Ground Breakers: Lithium prices may be turning a corner as Albemarle plans to TRIPLE production by 2027
Mining
Mining
If there were concerns the heat has come out of the lithium market they are not being felt by the industry’s biggest players, who have maintained their bullish stance on the battery metal and the electric vehicle narrative even as spot prices have collapsed from last year’s record highs in China.
Albemarle was the latest major to roll out its quarterly results this week, a date pre-empted by the announcement that it would spend over US$1 billion to build the third and fourth trains at its Kemerton plant in WA’s South West, a facility which will eventually produce 100,000tpa of lithium hydroxide and represent the largest processor of lithium chemicals outside China.
It is a major investment, with Albemarle CFO telling analysts on a call this week the final bill for trains one and two will come in at around US$1.5-1.7b, with a similar level of investment expected for the additions.
The Charlotte-based chemicals giant saw EBITDA up 270% to US$1.6 billion in the March quarter as lagging contract prices caught up to last year’s booming lithium spot market.

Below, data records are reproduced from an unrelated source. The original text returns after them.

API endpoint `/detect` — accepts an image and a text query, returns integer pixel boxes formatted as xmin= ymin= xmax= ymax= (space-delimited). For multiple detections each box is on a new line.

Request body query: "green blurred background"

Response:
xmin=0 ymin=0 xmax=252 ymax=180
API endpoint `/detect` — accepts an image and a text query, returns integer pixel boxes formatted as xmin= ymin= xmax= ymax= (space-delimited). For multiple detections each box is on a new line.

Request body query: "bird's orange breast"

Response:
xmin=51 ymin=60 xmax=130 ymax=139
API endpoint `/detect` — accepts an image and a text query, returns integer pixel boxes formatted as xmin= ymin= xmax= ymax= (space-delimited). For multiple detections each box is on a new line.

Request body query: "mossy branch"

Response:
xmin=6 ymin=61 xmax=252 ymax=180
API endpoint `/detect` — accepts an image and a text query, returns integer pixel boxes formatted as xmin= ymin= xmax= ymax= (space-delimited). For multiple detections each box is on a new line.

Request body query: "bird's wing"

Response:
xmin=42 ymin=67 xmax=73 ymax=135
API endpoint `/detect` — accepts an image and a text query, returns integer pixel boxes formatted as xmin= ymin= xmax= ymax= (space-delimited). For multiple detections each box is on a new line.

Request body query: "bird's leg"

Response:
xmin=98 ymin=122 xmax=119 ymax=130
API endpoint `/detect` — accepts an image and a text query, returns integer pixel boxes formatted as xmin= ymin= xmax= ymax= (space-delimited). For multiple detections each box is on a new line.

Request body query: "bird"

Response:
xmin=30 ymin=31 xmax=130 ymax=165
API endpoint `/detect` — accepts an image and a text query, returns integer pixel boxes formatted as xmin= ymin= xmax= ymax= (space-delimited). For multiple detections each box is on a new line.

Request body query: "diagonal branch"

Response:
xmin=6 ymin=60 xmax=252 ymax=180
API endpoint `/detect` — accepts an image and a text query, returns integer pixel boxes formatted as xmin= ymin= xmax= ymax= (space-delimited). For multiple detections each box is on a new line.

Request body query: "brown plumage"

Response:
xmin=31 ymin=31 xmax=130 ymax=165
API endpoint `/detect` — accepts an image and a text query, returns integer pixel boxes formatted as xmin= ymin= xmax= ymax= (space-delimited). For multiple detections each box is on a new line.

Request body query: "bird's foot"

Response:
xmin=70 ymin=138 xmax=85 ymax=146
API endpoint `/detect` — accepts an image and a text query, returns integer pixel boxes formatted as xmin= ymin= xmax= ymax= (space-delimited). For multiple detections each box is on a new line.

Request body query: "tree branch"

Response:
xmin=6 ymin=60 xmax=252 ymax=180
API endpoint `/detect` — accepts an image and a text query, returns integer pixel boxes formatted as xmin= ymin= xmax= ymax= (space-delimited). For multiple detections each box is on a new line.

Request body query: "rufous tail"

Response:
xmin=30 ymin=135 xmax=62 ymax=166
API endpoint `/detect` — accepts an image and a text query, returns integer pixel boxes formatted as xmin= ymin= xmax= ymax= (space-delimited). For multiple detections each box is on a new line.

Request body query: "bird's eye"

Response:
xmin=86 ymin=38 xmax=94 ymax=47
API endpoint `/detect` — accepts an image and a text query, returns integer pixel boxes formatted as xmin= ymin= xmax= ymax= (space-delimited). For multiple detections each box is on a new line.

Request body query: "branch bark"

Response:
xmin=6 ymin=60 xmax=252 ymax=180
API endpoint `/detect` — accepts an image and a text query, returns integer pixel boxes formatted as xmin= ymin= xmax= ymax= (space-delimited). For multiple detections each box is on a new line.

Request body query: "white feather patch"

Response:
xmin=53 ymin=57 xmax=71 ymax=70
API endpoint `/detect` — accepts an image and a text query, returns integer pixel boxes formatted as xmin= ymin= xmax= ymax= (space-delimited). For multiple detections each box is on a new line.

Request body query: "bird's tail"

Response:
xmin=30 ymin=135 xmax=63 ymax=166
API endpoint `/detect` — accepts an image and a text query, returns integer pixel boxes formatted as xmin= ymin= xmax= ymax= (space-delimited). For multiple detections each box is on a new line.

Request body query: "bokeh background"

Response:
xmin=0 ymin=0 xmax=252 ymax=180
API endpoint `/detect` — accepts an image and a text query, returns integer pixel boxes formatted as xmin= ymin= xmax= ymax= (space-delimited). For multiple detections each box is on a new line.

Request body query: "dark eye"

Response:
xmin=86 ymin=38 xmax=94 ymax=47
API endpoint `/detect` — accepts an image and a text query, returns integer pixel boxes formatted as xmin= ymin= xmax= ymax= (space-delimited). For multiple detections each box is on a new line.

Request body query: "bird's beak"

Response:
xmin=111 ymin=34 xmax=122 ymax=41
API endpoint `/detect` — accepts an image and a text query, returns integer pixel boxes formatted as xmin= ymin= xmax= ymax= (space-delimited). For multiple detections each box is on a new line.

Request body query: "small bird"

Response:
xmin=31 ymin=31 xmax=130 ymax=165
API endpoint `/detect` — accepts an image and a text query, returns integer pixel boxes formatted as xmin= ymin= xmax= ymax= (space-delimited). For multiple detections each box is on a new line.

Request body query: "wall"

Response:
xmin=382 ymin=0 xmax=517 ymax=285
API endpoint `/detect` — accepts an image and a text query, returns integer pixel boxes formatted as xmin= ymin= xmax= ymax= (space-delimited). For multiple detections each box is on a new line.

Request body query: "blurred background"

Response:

Indices are down between 50-60% in 2023. But Albemarle boss J. Kent Masters and lithium president Eric Norris remain confident in the state of the market.
Norris says destocking in China played a big role in the falling spot market, with some battery and cathode inventories now at under a week of consumption.
“Clearly not in the long run, a level that’s sustainable for sustained operation,” he told analysts on a conference call.
Reinforcing the feeling the issues are not a fundamental supply-demand issue and are centred around quirks of the Chinese market, the international to Chinese price spread is between US$15-20/kg, the widest on record.
In the bigger picture, Albemarle sees EV sales lifting 30% in China this year and close to 40% for the wider market.
“What we’ve seen in the past couple of weeks, we’ve seen spot buyers return,” Norris said.
“We’ve seen — and we believe that’s partially what’s affecting the price that is popped — is leveled and then started to rise within China.
“And we … see no change in what our projected sales for the year in EVs of about 30% growth anticipated in China, closer to 40% for the overall market.
“I think the spot orders, it would be premature for me to say how large they are, but they are beginning as these cathode producers now start to restock and prepare for a more stable operation for the balance of the year.”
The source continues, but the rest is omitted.